Hueso was elected to the State Senate in a 2013 special election to replace then-Senator Juan Vargas, who was elected to the U.S. House of Representatives in November 2012. Before being elected to the State Senate, he served in the California State Assembly, representing the 80th Assembly district from 2012 to 2013 and the 79th Assembly District from 2010 to 2012. Prior to that, he served on the San Diego City Council, including two years as Council President.

== Education and career==
Hueso was born in San Diego and grew up in Logan Heights. His parents were immigrants from Mexico and community activists, running an informal community medical clinic out of their home. He graduated from Point Loma High School and then from the University of California, Los Angeles with a degree in Sociology/Urban Studies and Planning. He studied at the University of Odesa, Ukraine and completed post-graduate work in Community and Economic Development at San Diego State University. He worked for the city as a redevelopment agency staffer and also owned his own business.

==Elective office==

===San Diego City Council===
Hueso was elected in a special 2005 election and reelected in the regular 2006 election to represent San Diego City Council District 8. He was the only Latino on the council at the time. He was chosen by his colleagues to serve as City Council President 2009–2010, the second person to serve in that post. He was also a member of the California Coastal Commission for two years while serving on the City Council.

===California State Assembly===
He was elected in November 2010 to represent the 79th District in the California State Assembly of the California State Legislature. In 2012 he was elected to the 80th district due to redistricting.

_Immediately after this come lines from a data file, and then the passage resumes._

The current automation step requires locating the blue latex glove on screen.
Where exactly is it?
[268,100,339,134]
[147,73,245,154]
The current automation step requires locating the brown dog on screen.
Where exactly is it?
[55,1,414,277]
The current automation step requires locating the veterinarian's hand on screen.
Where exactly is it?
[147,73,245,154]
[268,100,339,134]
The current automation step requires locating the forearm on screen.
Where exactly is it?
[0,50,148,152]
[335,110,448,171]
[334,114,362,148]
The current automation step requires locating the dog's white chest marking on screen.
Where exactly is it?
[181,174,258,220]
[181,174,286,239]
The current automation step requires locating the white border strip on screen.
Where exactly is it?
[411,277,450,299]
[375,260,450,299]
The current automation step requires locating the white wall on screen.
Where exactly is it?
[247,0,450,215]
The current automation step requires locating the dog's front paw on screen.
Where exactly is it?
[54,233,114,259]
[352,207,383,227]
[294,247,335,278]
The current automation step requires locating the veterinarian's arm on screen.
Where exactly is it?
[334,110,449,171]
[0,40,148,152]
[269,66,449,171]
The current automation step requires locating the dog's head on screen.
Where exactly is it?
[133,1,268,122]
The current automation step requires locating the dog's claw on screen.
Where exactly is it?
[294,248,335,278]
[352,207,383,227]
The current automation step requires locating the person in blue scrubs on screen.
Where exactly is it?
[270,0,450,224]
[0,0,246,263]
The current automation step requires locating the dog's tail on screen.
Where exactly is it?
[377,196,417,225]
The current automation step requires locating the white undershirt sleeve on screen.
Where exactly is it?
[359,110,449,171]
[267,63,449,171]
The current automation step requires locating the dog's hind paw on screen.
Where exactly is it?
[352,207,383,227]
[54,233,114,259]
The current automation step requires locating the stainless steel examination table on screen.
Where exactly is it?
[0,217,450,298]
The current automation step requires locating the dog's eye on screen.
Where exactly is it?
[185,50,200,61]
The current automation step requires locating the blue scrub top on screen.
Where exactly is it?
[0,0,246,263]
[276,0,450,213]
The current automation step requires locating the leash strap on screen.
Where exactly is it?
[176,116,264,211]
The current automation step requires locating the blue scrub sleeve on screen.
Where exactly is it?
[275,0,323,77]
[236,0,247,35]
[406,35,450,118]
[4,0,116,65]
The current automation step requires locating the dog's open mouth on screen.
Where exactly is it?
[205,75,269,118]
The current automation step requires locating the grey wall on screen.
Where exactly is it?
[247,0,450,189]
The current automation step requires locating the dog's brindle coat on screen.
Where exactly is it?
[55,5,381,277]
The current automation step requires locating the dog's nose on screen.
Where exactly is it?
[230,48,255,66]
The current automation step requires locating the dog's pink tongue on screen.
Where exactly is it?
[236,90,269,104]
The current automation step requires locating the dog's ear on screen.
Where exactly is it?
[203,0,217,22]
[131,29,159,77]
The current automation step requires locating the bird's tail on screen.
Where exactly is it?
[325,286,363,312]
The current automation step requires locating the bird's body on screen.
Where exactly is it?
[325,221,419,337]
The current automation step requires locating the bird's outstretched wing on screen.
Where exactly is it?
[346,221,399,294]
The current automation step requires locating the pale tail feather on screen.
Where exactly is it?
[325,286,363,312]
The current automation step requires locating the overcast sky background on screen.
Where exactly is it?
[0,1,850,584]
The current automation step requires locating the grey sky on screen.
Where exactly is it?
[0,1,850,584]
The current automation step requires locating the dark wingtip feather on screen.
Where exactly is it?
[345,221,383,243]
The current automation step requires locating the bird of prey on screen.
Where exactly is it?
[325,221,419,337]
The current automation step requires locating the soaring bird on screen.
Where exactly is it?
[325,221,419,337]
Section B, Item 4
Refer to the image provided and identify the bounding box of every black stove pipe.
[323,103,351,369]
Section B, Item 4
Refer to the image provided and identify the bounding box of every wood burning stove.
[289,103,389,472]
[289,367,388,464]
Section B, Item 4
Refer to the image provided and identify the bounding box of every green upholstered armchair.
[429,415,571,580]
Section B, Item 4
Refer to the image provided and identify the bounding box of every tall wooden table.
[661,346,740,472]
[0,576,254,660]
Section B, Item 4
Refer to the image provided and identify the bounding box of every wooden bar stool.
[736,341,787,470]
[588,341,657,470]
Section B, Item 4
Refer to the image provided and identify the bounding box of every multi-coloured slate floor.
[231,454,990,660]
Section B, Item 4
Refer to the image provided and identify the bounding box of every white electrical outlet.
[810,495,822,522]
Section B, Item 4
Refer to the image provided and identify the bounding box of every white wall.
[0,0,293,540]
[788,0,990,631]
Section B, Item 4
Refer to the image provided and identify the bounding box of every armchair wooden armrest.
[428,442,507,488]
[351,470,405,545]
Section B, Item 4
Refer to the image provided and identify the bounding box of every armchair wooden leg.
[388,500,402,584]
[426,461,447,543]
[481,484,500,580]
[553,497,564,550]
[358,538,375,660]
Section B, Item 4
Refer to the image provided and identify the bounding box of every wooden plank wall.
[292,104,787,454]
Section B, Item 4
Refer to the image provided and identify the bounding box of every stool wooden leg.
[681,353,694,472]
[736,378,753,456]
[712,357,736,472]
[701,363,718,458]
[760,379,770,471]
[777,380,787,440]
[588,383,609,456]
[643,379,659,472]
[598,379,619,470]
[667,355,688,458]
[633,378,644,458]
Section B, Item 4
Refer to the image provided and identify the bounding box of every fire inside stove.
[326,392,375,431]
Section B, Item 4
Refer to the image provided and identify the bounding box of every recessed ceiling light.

===California State Senate===
In January 2013 he declared his candidacy for the State Senate 40th district, which became vacant when State Senator Juan Vargas was elected to Congress. He won the election on March 12, 2013, avoiding a runoff by garnering 52.3% of the vote against three other candidates. He took office on March 21, 2013.

===San Diego County Board of Supervisors===

On August 18, 2019, Hueso announced that he would be a candidate for the San Diego County Board of Supervisors. He ran to succeed incumbent Greg Cox, a popular Republican who was term-limited. In the March 3, 2020 primary, Hueso finished in first place with 29.3% of the vote and faced Southwestern Community College Board Trustee Nora Vargas, who finished second place with 18.9%, in the November runoff. In a mild upset, Vargas won the runoff.

=== California State Board of Equalization ===
As of 2021, Hueso had opened a campaign account to run for the California State Board of Equalization in 2022.

== Personal ==
Hueso is a lifelong resident of Logan Heights in San Diego's District 8. He has four sons.

At 2:49 a.m. on Aug 22, 2014, Sen. Hueso was arrested in downtown Sacramento on suspicion of DUI.